Bliebe jetzt noch die Frage nach den entwicklungsgeschichtlichen Beziehungen zwischen den Tracheiden und den Tracheen (Gefäßen) zu klären. Neben der Annahme, daß sich die Gefäße von den Tracheiden ableiten, wäre denkbar, daß sie unabhängig voneinander entstanden sind. Zu Beginn der dreißiger Jahre lag genügend Beobachtungsmaterial vor, um zwischen den beiden Hypothesen zu entscheiden. In voneinander unabhängigen Untersuchungen konnten die Amerikaner F. H. FROST (1930/31) V. I. CHEADLE und I. W. BAILEY (in den vierziger und fünfziger Jahren) die Richtigkeit der ersten Annahme beweisen. Die Beweisführung beruht auf logisch nachvollziehbaren Voraussetzungen, die erfüllt sein müssen, um eine direkte genetische Verwandtschaft zwischen den zwei Strukturen sicherzustellen. Mindestens zwei der Voraussetzungen konnten bei der vergleichenden Analyse von Tracheiden und Gefäßen als erfüllt angesehen werden:

  1. Unter der Annahme, daß eine der Strukturen primitiver als die andere ist und beide durch das gleiche genetische Programm determiniert werden, müßte man in der abgeleiteten (weiterentwickelten) Struktur Eigenschaften bzw. Merkmale finden, die für die primitivere Form typisch sind.
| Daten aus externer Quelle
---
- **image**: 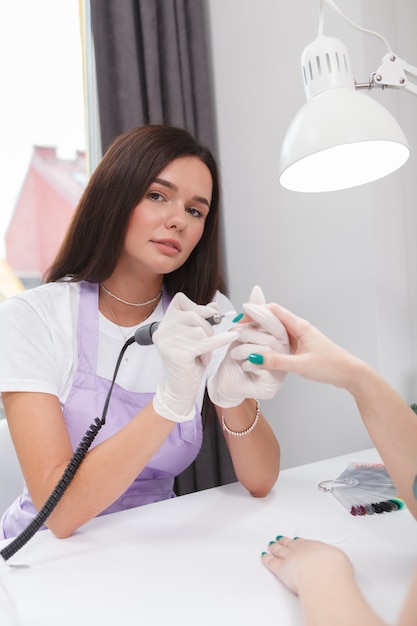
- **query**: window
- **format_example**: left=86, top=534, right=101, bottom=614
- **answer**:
left=0, top=0, right=88, bottom=288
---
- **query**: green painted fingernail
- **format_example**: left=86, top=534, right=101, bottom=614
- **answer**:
left=248, top=352, right=264, bottom=365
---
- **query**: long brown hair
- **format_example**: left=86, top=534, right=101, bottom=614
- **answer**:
left=44, top=125, right=227, bottom=304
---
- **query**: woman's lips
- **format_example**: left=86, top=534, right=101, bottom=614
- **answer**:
left=153, top=239, right=181, bottom=255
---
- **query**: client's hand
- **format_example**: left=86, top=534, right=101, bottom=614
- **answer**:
left=153, top=293, right=238, bottom=422
left=207, top=287, right=289, bottom=408
left=261, top=536, right=354, bottom=597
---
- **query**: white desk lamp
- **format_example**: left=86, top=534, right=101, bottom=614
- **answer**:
left=279, top=0, right=417, bottom=192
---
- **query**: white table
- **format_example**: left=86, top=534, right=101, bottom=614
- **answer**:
left=0, top=449, right=417, bottom=626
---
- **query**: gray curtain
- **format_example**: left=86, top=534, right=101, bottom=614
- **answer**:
left=91, top=0, right=215, bottom=152
left=91, top=0, right=236, bottom=495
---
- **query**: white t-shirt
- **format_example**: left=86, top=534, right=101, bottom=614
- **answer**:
left=0, top=281, right=234, bottom=409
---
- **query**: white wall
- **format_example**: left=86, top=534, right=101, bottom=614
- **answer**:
left=206, top=0, right=417, bottom=468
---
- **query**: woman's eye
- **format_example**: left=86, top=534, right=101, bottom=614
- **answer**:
left=148, top=191, right=165, bottom=202
left=187, top=207, right=203, bottom=217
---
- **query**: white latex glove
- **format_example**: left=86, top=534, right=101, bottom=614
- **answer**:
left=207, top=286, right=290, bottom=409
left=153, top=292, right=237, bottom=422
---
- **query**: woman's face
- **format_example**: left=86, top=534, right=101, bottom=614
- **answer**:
left=120, top=156, right=213, bottom=274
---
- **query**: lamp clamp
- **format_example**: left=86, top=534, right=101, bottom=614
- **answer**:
left=355, top=52, right=417, bottom=95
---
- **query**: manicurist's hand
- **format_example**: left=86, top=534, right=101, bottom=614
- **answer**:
left=153, top=292, right=238, bottom=422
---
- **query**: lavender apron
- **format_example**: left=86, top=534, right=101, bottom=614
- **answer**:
left=0, top=282, right=202, bottom=538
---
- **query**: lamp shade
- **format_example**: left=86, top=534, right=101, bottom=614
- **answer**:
left=279, top=37, right=409, bottom=192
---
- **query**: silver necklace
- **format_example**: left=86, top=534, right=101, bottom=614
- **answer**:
left=100, top=283, right=162, bottom=306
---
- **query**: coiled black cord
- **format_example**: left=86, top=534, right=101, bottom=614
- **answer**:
left=0, top=337, right=135, bottom=561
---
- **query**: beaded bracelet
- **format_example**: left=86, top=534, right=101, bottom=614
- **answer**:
left=222, top=398, right=261, bottom=437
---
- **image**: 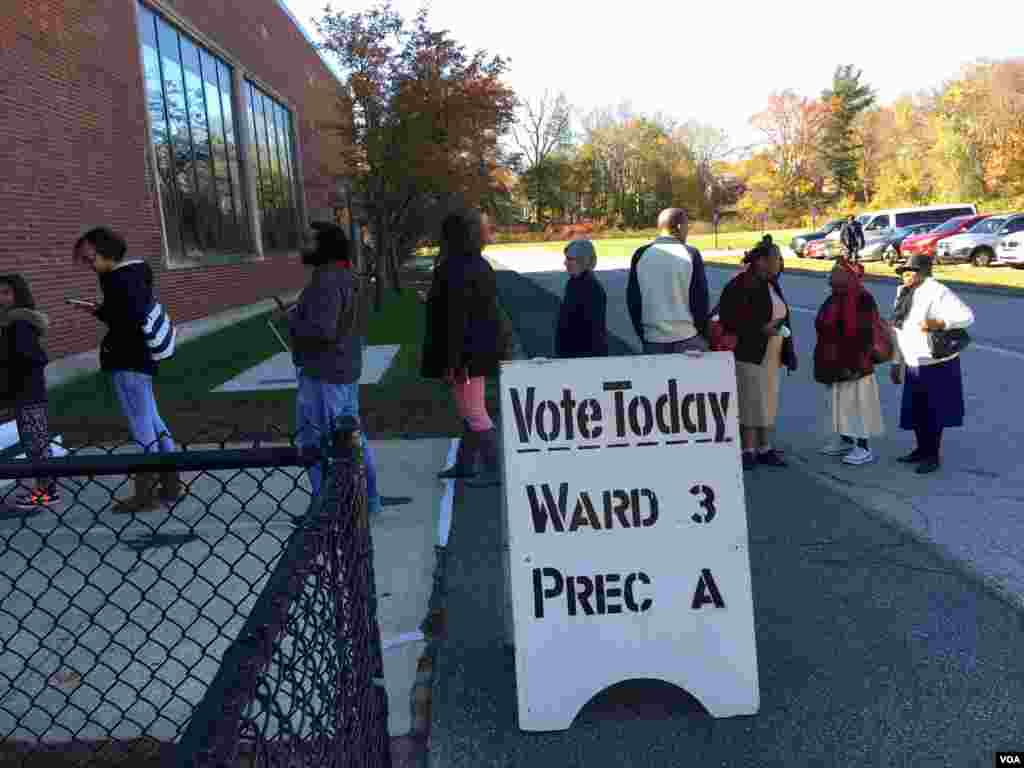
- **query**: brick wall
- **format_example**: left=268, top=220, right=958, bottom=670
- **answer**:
left=0, top=0, right=343, bottom=358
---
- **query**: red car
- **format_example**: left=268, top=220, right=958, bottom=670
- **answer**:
left=804, top=239, right=831, bottom=259
left=899, top=213, right=991, bottom=259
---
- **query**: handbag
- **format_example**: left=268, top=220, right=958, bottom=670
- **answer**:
left=142, top=301, right=177, bottom=362
left=708, top=306, right=739, bottom=352
left=928, top=328, right=971, bottom=359
left=871, top=313, right=896, bottom=365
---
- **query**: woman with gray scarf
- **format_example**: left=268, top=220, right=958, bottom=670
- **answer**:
left=0, top=274, right=59, bottom=508
left=555, top=240, right=608, bottom=357
left=892, top=254, right=974, bottom=475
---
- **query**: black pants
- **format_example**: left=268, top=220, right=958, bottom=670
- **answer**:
left=14, top=402, right=53, bottom=488
left=913, top=427, right=942, bottom=460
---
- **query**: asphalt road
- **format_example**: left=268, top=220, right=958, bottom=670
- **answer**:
left=430, top=270, right=1024, bottom=768
left=483, top=259, right=1024, bottom=609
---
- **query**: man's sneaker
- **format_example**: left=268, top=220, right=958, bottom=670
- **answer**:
left=821, top=435, right=855, bottom=456
left=14, top=488, right=60, bottom=509
left=843, top=445, right=874, bottom=464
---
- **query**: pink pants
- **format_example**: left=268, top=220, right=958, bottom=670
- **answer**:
left=452, top=376, right=495, bottom=432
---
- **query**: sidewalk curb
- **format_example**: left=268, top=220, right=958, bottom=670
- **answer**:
left=779, top=440, right=1024, bottom=621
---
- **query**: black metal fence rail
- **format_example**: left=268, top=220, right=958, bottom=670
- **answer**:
left=0, top=420, right=390, bottom=768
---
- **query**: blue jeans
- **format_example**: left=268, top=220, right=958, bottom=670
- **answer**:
left=295, top=370, right=380, bottom=511
left=111, top=371, right=177, bottom=454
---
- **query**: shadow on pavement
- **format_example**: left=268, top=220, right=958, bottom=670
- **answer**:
left=430, top=273, right=1024, bottom=768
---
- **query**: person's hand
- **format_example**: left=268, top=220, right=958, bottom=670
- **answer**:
left=444, top=368, right=469, bottom=384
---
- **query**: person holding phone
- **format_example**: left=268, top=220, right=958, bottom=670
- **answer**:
left=70, top=226, right=183, bottom=514
left=0, top=274, right=60, bottom=509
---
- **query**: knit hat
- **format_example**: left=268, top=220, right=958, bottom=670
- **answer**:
left=565, top=240, right=597, bottom=271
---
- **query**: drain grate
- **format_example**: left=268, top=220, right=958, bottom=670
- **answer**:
left=122, top=531, right=199, bottom=552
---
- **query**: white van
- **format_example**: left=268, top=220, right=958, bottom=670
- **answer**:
left=826, top=203, right=978, bottom=242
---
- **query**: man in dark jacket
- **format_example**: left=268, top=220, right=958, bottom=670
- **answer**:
left=280, top=222, right=381, bottom=514
left=626, top=208, right=710, bottom=354
left=74, top=226, right=182, bottom=513
left=840, top=213, right=864, bottom=261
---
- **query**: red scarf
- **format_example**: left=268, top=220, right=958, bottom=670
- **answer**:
left=837, top=259, right=864, bottom=337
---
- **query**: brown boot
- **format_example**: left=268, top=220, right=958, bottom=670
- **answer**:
left=160, top=472, right=185, bottom=504
left=114, top=472, right=160, bottom=515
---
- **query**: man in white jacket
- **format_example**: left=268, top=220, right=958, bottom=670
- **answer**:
left=891, top=254, right=974, bottom=474
left=626, top=208, right=709, bottom=354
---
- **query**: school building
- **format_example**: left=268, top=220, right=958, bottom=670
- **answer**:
left=0, top=0, right=345, bottom=386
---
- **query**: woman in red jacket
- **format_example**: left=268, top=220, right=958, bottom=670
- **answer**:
left=814, top=264, right=885, bottom=465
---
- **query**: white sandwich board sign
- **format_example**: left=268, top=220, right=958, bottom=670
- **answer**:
left=501, top=352, right=760, bottom=731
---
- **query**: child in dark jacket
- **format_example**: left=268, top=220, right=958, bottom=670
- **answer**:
left=555, top=240, right=608, bottom=357
left=74, top=227, right=183, bottom=514
left=0, top=274, right=59, bottom=508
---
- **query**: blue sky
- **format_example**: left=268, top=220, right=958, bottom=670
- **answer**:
left=285, top=0, right=1024, bottom=153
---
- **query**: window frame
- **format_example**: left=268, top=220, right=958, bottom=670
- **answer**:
left=131, top=0, right=306, bottom=270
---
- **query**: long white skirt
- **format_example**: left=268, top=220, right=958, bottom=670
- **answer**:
left=828, top=374, right=886, bottom=438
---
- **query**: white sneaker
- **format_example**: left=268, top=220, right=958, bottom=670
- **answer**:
left=821, top=435, right=854, bottom=456
left=843, top=445, right=874, bottom=464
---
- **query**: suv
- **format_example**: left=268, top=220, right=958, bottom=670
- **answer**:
left=995, top=215, right=1024, bottom=269
left=900, top=214, right=988, bottom=258
left=790, top=219, right=844, bottom=256
left=935, top=213, right=1024, bottom=266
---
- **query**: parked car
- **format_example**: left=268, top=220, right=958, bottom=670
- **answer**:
left=859, top=224, right=935, bottom=264
left=935, top=213, right=1024, bottom=266
left=900, top=214, right=988, bottom=259
left=790, top=219, right=843, bottom=256
left=828, top=203, right=978, bottom=240
left=995, top=215, right=1024, bottom=269
left=804, top=238, right=833, bottom=259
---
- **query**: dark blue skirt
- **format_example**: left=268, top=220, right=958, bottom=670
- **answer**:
left=899, top=355, right=964, bottom=431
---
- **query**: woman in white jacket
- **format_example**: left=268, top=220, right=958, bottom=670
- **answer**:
left=892, top=255, right=974, bottom=474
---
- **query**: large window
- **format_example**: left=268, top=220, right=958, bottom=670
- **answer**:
left=244, top=80, right=300, bottom=252
left=138, top=4, right=252, bottom=264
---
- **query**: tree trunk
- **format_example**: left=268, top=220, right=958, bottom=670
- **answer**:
left=374, top=213, right=388, bottom=311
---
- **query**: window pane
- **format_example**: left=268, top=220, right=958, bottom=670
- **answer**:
left=137, top=3, right=251, bottom=263
left=217, top=61, right=249, bottom=237
left=157, top=18, right=199, bottom=257
left=179, top=36, right=218, bottom=251
left=247, top=83, right=300, bottom=251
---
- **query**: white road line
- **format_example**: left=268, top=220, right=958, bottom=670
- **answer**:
left=381, top=630, right=424, bottom=650
left=437, top=437, right=459, bottom=547
left=790, top=305, right=1024, bottom=360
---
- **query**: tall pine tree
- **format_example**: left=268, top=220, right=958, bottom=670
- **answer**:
left=821, top=65, right=874, bottom=197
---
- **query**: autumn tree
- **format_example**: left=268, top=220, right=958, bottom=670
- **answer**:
left=317, top=2, right=515, bottom=305
left=821, top=65, right=874, bottom=197
left=512, top=91, right=571, bottom=224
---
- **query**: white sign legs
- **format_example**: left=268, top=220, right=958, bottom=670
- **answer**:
left=501, top=353, right=759, bottom=730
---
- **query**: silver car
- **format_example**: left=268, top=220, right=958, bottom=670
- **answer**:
left=935, top=214, right=1024, bottom=266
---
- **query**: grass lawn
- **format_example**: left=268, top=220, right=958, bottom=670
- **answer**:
left=41, top=270, right=462, bottom=434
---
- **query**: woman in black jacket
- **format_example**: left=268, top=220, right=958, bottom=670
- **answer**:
left=555, top=240, right=608, bottom=357
left=421, top=211, right=502, bottom=486
left=719, top=234, right=797, bottom=470
left=0, top=274, right=60, bottom=508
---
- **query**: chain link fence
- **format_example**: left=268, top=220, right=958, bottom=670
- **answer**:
left=0, top=420, right=390, bottom=768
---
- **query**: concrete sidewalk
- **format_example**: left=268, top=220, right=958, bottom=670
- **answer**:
left=430, top=272, right=1024, bottom=768
left=483, top=251, right=1024, bottom=609
left=0, top=438, right=451, bottom=742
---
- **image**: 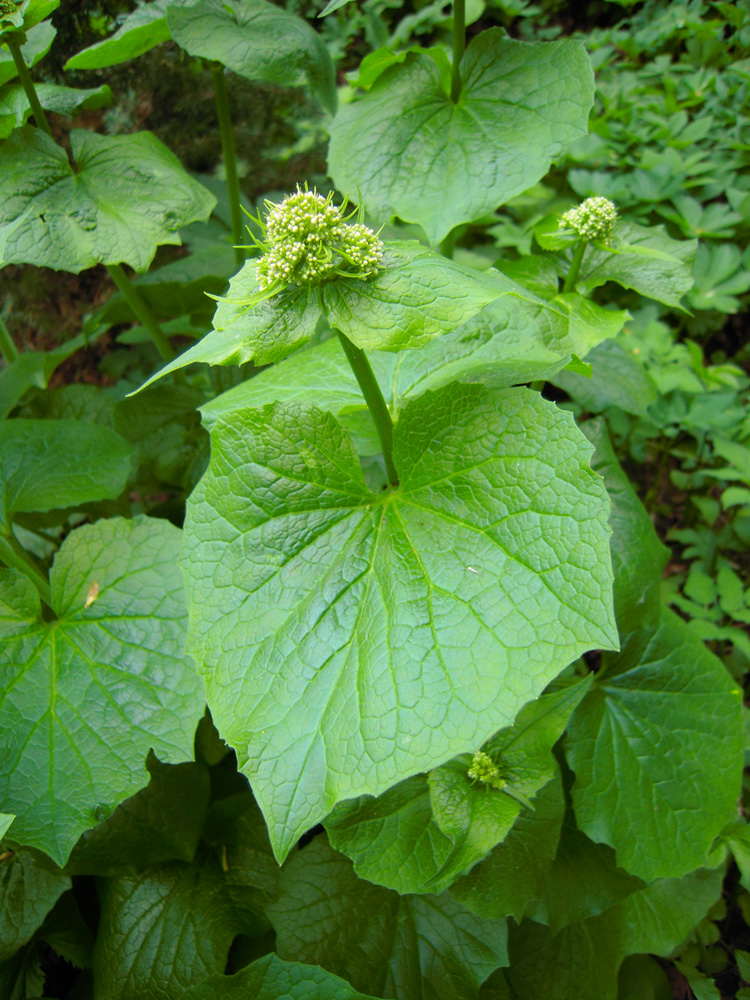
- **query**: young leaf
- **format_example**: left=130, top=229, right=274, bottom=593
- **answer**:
left=180, top=954, right=382, bottom=1000
left=167, top=0, right=336, bottom=114
left=268, top=836, right=507, bottom=1000
left=329, top=28, right=594, bottom=244
left=506, top=870, right=721, bottom=1000
left=0, top=125, right=215, bottom=273
left=183, top=385, right=617, bottom=858
left=0, top=851, right=70, bottom=962
left=565, top=609, right=742, bottom=881
left=93, top=851, right=246, bottom=1000
left=0, top=518, right=204, bottom=865
left=63, top=0, right=170, bottom=70
left=0, top=420, right=131, bottom=530
left=576, top=220, right=698, bottom=309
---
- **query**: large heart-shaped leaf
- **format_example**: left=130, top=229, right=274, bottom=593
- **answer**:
left=167, top=0, right=336, bottom=113
left=64, top=0, right=170, bottom=70
left=325, top=680, right=588, bottom=896
left=0, top=125, right=215, bottom=273
left=0, top=518, right=204, bottom=865
left=0, top=420, right=132, bottom=530
left=565, top=609, right=742, bottom=881
left=268, top=836, right=507, bottom=1000
left=183, top=385, right=617, bottom=858
left=329, top=28, right=594, bottom=244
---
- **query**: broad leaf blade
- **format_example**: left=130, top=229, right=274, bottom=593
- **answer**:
left=0, top=126, right=215, bottom=273
left=565, top=610, right=742, bottom=881
left=167, top=0, right=336, bottom=113
left=329, top=28, right=594, bottom=245
left=0, top=420, right=131, bottom=528
left=268, top=836, right=506, bottom=1000
left=64, top=0, right=171, bottom=70
left=0, top=518, right=204, bottom=865
left=183, top=385, right=617, bottom=858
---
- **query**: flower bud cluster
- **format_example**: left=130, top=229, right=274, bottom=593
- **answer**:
left=560, top=197, right=617, bottom=243
left=257, top=189, right=383, bottom=291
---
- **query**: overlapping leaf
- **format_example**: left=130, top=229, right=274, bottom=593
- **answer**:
left=0, top=518, right=204, bottom=864
left=0, top=126, right=215, bottom=272
left=183, top=385, right=617, bottom=858
left=329, top=28, right=594, bottom=244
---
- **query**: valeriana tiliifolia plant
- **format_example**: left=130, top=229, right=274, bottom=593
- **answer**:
left=135, top=190, right=617, bottom=859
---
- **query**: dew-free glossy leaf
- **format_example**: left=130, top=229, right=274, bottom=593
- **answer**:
left=507, top=870, right=721, bottom=1000
left=0, top=420, right=132, bottom=529
left=325, top=681, right=588, bottom=892
left=180, top=954, right=382, bottom=1000
left=329, top=28, right=594, bottom=244
left=0, top=851, right=70, bottom=962
left=64, top=0, right=170, bottom=70
left=268, top=836, right=507, bottom=1000
left=0, top=518, right=204, bottom=865
left=0, top=125, right=215, bottom=273
left=183, top=385, right=617, bottom=858
left=565, top=609, right=742, bottom=881
left=93, top=851, right=245, bottom=1000
left=576, top=221, right=698, bottom=308
left=167, top=0, right=336, bottom=113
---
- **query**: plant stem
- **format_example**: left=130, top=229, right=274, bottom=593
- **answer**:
left=106, top=264, right=175, bottom=361
left=336, top=330, right=398, bottom=486
left=211, top=62, right=245, bottom=267
left=5, top=35, right=52, bottom=138
left=451, top=0, right=466, bottom=104
left=0, top=317, right=20, bottom=365
left=563, top=240, right=586, bottom=294
left=0, top=534, right=52, bottom=609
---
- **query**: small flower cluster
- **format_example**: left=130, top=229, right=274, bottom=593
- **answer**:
left=466, top=750, right=505, bottom=788
left=257, top=188, right=383, bottom=297
left=560, top=197, right=617, bottom=243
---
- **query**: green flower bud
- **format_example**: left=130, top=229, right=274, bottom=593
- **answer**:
left=560, top=197, right=617, bottom=243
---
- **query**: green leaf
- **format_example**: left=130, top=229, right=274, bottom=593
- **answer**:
left=581, top=418, right=669, bottom=635
left=0, top=851, right=70, bottom=962
left=63, top=0, right=171, bottom=70
left=0, top=83, right=112, bottom=139
left=526, top=812, right=644, bottom=934
left=180, top=955, right=382, bottom=1000
left=183, top=385, right=617, bottom=858
left=506, top=870, right=722, bottom=1000
left=93, top=851, right=244, bottom=1000
left=0, top=518, right=204, bottom=865
left=565, top=609, right=742, bottom=881
left=0, top=420, right=131, bottom=530
left=576, top=220, right=698, bottom=309
left=0, top=126, right=215, bottom=273
left=0, top=21, right=57, bottom=86
left=65, top=754, right=210, bottom=877
left=329, top=28, right=594, bottom=244
left=268, top=836, right=507, bottom=1000
left=325, top=680, right=588, bottom=896
left=167, top=0, right=336, bottom=114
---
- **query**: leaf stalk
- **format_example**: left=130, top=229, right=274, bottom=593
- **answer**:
left=211, top=62, right=245, bottom=267
left=336, top=330, right=398, bottom=487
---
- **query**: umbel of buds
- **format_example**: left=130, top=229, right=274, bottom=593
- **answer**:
left=560, top=197, right=617, bottom=244
left=255, top=188, right=383, bottom=301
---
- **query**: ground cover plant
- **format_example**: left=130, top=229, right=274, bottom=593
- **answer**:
left=0, top=0, right=750, bottom=1000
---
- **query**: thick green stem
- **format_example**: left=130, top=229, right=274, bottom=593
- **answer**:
left=0, top=317, right=19, bottom=365
left=451, top=0, right=466, bottom=104
left=563, top=240, right=586, bottom=292
left=5, top=35, right=52, bottom=138
left=0, top=535, right=52, bottom=609
left=107, top=264, right=175, bottom=361
left=337, top=331, right=398, bottom=486
left=211, top=63, right=245, bottom=267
Wäre das nicht der Fall, müßte die Annahme, daß zwischen beiden eine genetische Verwandtschaft besteht, verworfen werden, es sei denn, beide Strukturen hätten sich seit der Trennung so stark auseinanderentwickelt, daß alle Gemeinsamkeiten verlorengegangen sind. Dazu die Ergebnisse von Beobachtungen an Tracheiden und Gefäßen:

    • Wände primitiver Tracheiden (z.B. die der Pteridophyten) sind meist durch runde oder längliche, schwach oder gar nicht behöfte Tüpfel durchbrochen; an den Zellenden sind diese zu Tüpfelfeldern vereint. Ähnliche Anordnungen findet man bei vielen Gymnospermen. Oft kommen dort übereinanderliegende, rillenförmige Tüpfel vor. Diese Anordnung ähnelt in vielerlei Hinsicht den scaliformen (leiter- oder treppenförmigen) Perforationen (= Perforationsplatten) der Gefäße. Der wesentliche Unterschied liegt im Vorhandensein der Mittellamelle (Schließhaut) bei den Tracheiden und ihrem Fehlen bei den Gefäßen.

    • Perforationsplatten sind für primitive Angiospermen typisch, eine vollständige Auflösung der Endwand für weiterentwickelte Taxa. Ein Nebeneinander beider Formen ist häufig.

    Die Tracheiden besitzen keine deutlich ausgeprägte Endwand. Sie fehlt auch den primitiven Gefäßen. Mit fortschreitender Vervollkommnung tritt sie (während der Ontogenese !) in immer stärkerem Maße in Erscheinung.

  2. Wenn ein bestimmtes Merkmal als primitiv angesehen werden kann, so ist es wahrscheinlich, daß andere mit ihm sehr eng assoziierte Merkmale ebenfalls als primitiv zu gelten haben.

    • Tracheiden sind dünne, langgestreckte Zellen, Tracheen bestehen aus kurzen, weitlumigen. Dennoch: zahlreiche Übergänge kommen vor. Je länger die Tracheenelemente sind, als desto primitiver können sie gelten. Ihre Wände sind fast immer getüpfelt. Tüpfelfelder mit runden Tüpfeln sind als primitiv einzustufen, scalariforme Perforationen als weiter fortgeschritten und ein völliger Durchbruch als vorläufige Endstufe der Entwicklung von den Tracheiden zu den Tracheen. Mit der Erweiterung des Zellumens ging eine Verstärkung der Sekundärwand einher.

    • Unabhängig von dieser Entwicklung verlief die Evolution der Hoftüpfel. In Tracheiden der Farne und Angiospermen sind sie relativ einfach konstruiert, bei den rezenten Gymnospermen hoch entwickelt.